The buffer cache is coherent, however. Every access to the disk is made through the operating system kernel, through system calls, and an important part of the kernel’s job is to ensure that the buffer cache is kept coherent—that write system calls made by one application are visible to system calls made by other applications as soon as those writes are made.

You can force the stdio cache to become coherent by adding a fflush(f) call before every read. This call flushes any cached read data, in addition to flushing out any buffered writes. But then stdio isn’t much of a cache!

The processor cache is also coherent (up to the limitations of the machine’s memory model, an advanced topic).

Note that a cache still counts as coherent according to this definition if some cached data, somewhere in the system, is newer than the underlying storage—that is, if writes are being buffered. Coherence is a read property.

The stdio application interface does give applications some control over its coherence. Applications can request that stdio not cache a given file with setvbuf(3).

Clean and dirty slots

Data in a read cache is sometimes in sync with underlying storage, and sometimes—if the cache is incoherent—that data is older than underlying storage. By older, we mean that the cache holds values that were once held (at an earlier time) in memory, but are not currently held in memory.
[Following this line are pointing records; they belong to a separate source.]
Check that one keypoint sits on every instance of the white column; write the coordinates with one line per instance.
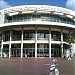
(2, 46)
(10, 45)
(22, 44)
(36, 42)
(62, 43)
(49, 42)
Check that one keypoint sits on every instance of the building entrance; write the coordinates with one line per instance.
(15, 52)
(56, 51)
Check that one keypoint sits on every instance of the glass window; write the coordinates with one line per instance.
(42, 34)
(29, 34)
(55, 35)
(16, 35)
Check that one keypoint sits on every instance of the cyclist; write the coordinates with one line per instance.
(53, 70)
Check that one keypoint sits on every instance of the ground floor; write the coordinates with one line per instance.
(31, 50)
(34, 41)
(35, 66)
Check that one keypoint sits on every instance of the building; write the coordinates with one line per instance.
(36, 31)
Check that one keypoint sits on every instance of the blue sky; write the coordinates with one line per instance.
(61, 3)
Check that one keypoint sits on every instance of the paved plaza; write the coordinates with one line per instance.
(34, 66)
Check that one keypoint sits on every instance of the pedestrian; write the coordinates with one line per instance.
(69, 58)
(53, 70)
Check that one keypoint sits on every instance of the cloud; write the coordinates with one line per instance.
(4, 4)
(70, 4)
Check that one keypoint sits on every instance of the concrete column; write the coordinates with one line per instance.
(10, 45)
(2, 46)
(22, 44)
(35, 42)
(62, 44)
(49, 42)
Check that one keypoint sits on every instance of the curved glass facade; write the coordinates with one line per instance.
(38, 17)
(32, 40)
(20, 36)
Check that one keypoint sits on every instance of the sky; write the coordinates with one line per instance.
(70, 4)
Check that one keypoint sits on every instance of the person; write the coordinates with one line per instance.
(53, 70)
(69, 58)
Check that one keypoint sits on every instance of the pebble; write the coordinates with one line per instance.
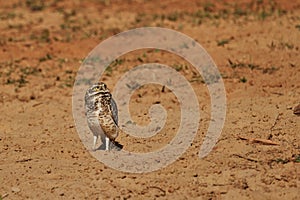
(15, 189)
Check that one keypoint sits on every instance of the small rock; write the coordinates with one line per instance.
(15, 189)
(297, 110)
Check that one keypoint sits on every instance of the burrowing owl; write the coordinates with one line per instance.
(102, 115)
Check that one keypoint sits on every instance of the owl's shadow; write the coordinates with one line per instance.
(113, 146)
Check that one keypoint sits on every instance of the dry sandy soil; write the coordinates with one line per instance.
(256, 46)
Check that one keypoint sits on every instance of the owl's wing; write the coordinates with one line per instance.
(114, 110)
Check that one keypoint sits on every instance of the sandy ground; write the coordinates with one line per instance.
(255, 45)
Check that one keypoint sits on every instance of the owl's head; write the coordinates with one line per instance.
(96, 89)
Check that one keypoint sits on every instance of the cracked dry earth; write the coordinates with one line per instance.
(255, 45)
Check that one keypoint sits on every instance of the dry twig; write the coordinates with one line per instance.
(258, 140)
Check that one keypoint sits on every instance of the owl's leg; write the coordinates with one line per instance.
(95, 142)
(107, 144)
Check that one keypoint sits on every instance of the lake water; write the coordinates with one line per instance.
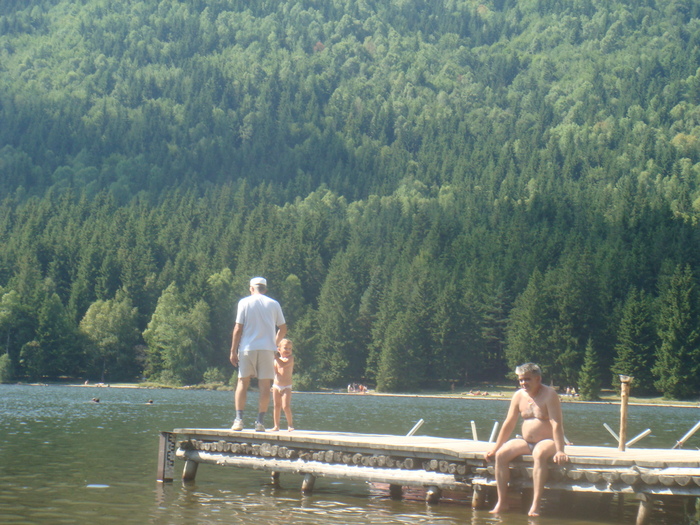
(67, 460)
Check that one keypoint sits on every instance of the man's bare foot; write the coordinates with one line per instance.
(534, 512)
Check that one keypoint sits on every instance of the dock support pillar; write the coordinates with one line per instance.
(189, 471)
(646, 505)
(395, 491)
(620, 505)
(307, 485)
(166, 457)
(432, 495)
(479, 497)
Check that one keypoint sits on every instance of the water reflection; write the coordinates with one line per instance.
(65, 459)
Conversely, sometimes a processor has written data into a cache and this value has not yet made its way to the underlying storage. We say that this cache contains data that is newer than underlying storage. This newer data was written at a time later than the write that is in the underlying slow storage. This can happen if a write cache is coalescing writes or batching, and the cache has not yet written these batched writes to the underlying slower storage.

A cache slot that contains data newer than underlying storage is called dirty. A slot containing data that is not newer than underlying storage is called clean. A clean slot in an incoherent cache may be older than the underlying storage. Also, by definition, an empty slot is considered clean because it never needs to be flushed to the underlying storage.
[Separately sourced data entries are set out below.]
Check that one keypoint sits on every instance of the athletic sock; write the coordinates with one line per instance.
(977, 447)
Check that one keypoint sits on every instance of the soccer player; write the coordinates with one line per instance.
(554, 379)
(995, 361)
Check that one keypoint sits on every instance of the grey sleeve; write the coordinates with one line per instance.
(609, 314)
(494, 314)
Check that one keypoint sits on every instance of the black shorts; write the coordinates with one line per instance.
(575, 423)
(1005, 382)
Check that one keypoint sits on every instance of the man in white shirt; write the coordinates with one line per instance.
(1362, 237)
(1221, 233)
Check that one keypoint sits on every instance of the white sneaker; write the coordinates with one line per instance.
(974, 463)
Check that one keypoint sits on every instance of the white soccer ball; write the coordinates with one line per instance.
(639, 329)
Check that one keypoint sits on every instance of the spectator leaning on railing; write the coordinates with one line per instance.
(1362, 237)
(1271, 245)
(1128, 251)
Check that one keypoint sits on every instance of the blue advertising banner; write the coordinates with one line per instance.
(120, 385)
For an example of both incoherent caches and dirty slots, consider the following steps involving a single file, f.txt, that’s opened twice by stdio, once for reading and once for writing. (Either the same program called fopen twice on the same file, or two different programs called fopen on the same file.) The first column shows the buffer cache’s view of the file, which is coherent with the underlying disk. The other two show the stdio caches’ views of the file. The file initially contains all “A”s.

	Buffer cache	Stdio cache f1	Stdio cache f2
1. Initial state of `f.txt`	“AAAAAAAAAA”
2. `f1 = fopen("f.txt", "r")`	“AAAAAAAAAA”	(empty)
3. `fgetc(f1)`	“AAAAAAAAAA”	“AAAAAAAAAA”
4. `f2 = fopen("f.txt", "w")`	“AAAAAAAAAA”	“AAAAAAAAAA”	(empty)
5. `fprintf(f2, "BB…")`	“AAAAAAAAAA”	“AAAAAAAAAA”	“BBBBBBBBBB”
6. `fflush(f2)`	“BBBBBBBBBB”	“AAAAAAAAAA”	(empty)

At step 5, after fprintf but before fflush, f2’s stdio cache is dirty: it contains newer data than underlying storage. At step 6, after fflush, f1’s stdio cache demonstrates incoherence: it contains older data than underlying storage. At steps 2–4, though, f1’s stdio cache is clean and coherent.

A write-through cache is designed to never contain dirty slots. As such, write-through caches do not perform write coalescing or batching for writes: every write to the cache goes immediately “through” to underlying storage. Such caches are still useful for reads.

In contrast, a write-back cache coalesces and batches writes. This means that this type of cache can contain dirty slots, which are lazily written to the underlying slower storage. As you saw in the pset, dirty slots are flushed when we need to use the slot for new data, or when the processor forces all dirty slots to be written to the underlying slower storage.

The stdio cache is a write-back cache, and fclose forces a flush of all dirty slots corresponding to the closed FILE pointer. The buffer cache acts like a write-through cache for any file opened with the O_SYNC flag.